Many archives also have specific article formatting and deposit requirements to ensure that they can properly process content. In the past, we’ve written about how indexes must ingest conent in machine-readable formats in order to parse it, and archives are much the same. Most archives require journal publishers to deposit machine-readable, front-matter XML metadata files into them. Front-matter XML files contain the front matter of the article-but do not include the article’s actual body text.
For example, Portico’s journal submission guidelines state that PDF renditions of articles must be accompanied by metadata files, preferably in machine-readable XML. Metadata files submitted to Portico must include all front-matter article information including, journal title, ISSN, article ID or Digital Object Identifier, and a copyright statement. There are also some archives that require full-text machine-readable XML article file deposits, such as PMC. Full-text XML article files contain the complete article text in machine-readable language along with front-matter metadata.
Producing XML article files is on the more technical side, but today software can automate much of the process. For example, at Scholastica, we produce front-matter machine-readable XML files in the JATS standard for all journals that use our open access publishing platform and full-text JATS XML files for all journals that use our typesetting service. These files are ready to be ingested by most major archives, so journals using Scholastica don’t have to worry about formatting files.
When publishers are ready to deposit XML files into archives they can usually do so in one of two ways: either uploading article files in batches (usually via an FTP server) or setting up automatic article deposits via an API content deposit feed. API stands for “Application Programming Interface” and is essentially a channel that different software applications can use to communicate with each other.
At Scholastica, we’re also working to help make deposits to major archives easier for our journal users. If you use Scholastica’s open access publishing platform and you have a Portico account, you can set up automatic article deposits to Portico. To integrate your journal with Portico, just click “Manage Integrations” on your Publishing Settings page > select the Portico integration > and enter your Portico login credentials. We’ll be introducing additional archive integrations in the near future—so stay tuned!
Many research funders and academic institutions now encourage or require authors to archive their articles. As a result, authors will want to know about your journals’ archiving policies both in terms of what archiving steps your journals are taking and what steps they can take as an author to preserve their research. You should include information on how you archive articles as well as a self-archiving policy for authors on the For Authors page of each of the journals you publish. Even for journals that publish under a CC BY 4.0 license, it’s best to provide authors with an explicit self-archiving policy.
You should also register a copyright policy and self-archiving policy for all of your journals via the SHERPA RoMEO publisher copyright policies and self-archiving database. Researchers use this database to check publisher and journal policies. SHERPA RoMEO is constantly being updated with suggestions from its users, based on publisher’s copyright transfer agreements, open access policies, and other publisher documents available online. So before registering an archiving policy in SHERPA RoMEO, it’s a good idea to check to see if you are already listed in the database by doing a quick search for your publisher name.
If you’re not yet included in SHERPA RoMEO, you can request to have a Publisher listing and Publisher Policy added to the database.
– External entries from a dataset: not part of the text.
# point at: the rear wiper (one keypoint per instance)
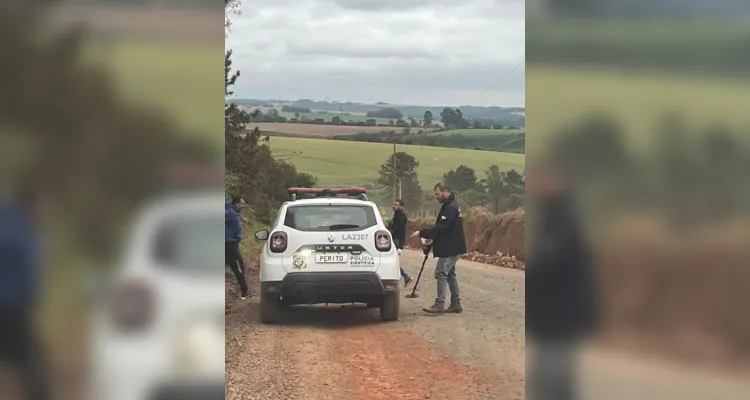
(342, 226)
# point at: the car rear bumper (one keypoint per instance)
(331, 287)
(189, 391)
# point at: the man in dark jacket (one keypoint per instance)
(232, 238)
(448, 244)
(560, 300)
(397, 226)
(20, 272)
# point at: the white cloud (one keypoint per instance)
(424, 52)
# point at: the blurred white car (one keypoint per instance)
(329, 249)
(160, 332)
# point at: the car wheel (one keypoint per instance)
(374, 304)
(285, 303)
(390, 307)
(269, 308)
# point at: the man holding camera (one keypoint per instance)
(447, 244)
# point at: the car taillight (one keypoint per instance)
(132, 306)
(278, 242)
(383, 241)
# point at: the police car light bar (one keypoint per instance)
(296, 192)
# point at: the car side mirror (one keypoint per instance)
(262, 234)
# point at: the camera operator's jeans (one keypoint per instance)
(404, 274)
(445, 274)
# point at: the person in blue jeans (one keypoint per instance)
(20, 269)
(397, 226)
(232, 238)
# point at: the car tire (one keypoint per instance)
(285, 304)
(269, 308)
(390, 306)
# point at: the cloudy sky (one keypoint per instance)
(416, 52)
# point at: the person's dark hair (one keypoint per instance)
(443, 187)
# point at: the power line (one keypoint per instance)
(502, 78)
(507, 84)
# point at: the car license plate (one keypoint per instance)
(362, 260)
(331, 258)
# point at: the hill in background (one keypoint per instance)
(507, 116)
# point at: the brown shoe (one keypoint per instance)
(435, 309)
(454, 308)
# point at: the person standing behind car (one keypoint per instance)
(232, 238)
(448, 244)
(21, 235)
(561, 301)
(397, 226)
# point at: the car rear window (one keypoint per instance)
(329, 218)
(189, 243)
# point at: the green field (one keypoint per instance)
(561, 96)
(328, 115)
(338, 163)
(182, 79)
(478, 132)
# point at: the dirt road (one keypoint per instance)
(340, 352)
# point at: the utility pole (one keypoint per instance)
(393, 170)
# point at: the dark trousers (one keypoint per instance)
(551, 370)
(233, 258)
(21, 350)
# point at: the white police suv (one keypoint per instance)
(328, 246)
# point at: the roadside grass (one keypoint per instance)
(339, 163)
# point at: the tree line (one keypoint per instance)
(497, 189)
(509, 143)
(449, 119)
(250, 169)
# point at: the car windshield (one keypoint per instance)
(189, 244)
(327, 218)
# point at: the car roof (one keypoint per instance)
(329, 200)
Just click “Suggest“ in the top navigation and complete the appropriate form.
Archiving is becoming a core function of journal publishers, particularly those producing online-only open access content. The advent of digital publishing made journal articles more accessible than ever before, but it also made them somewhat less permanent. It’s up to publishers and authors to take steps to back up digital content to ensure that research outputs will remain available in the long term. And, with added discovery benefits, archiving can even help expand your journal impacts.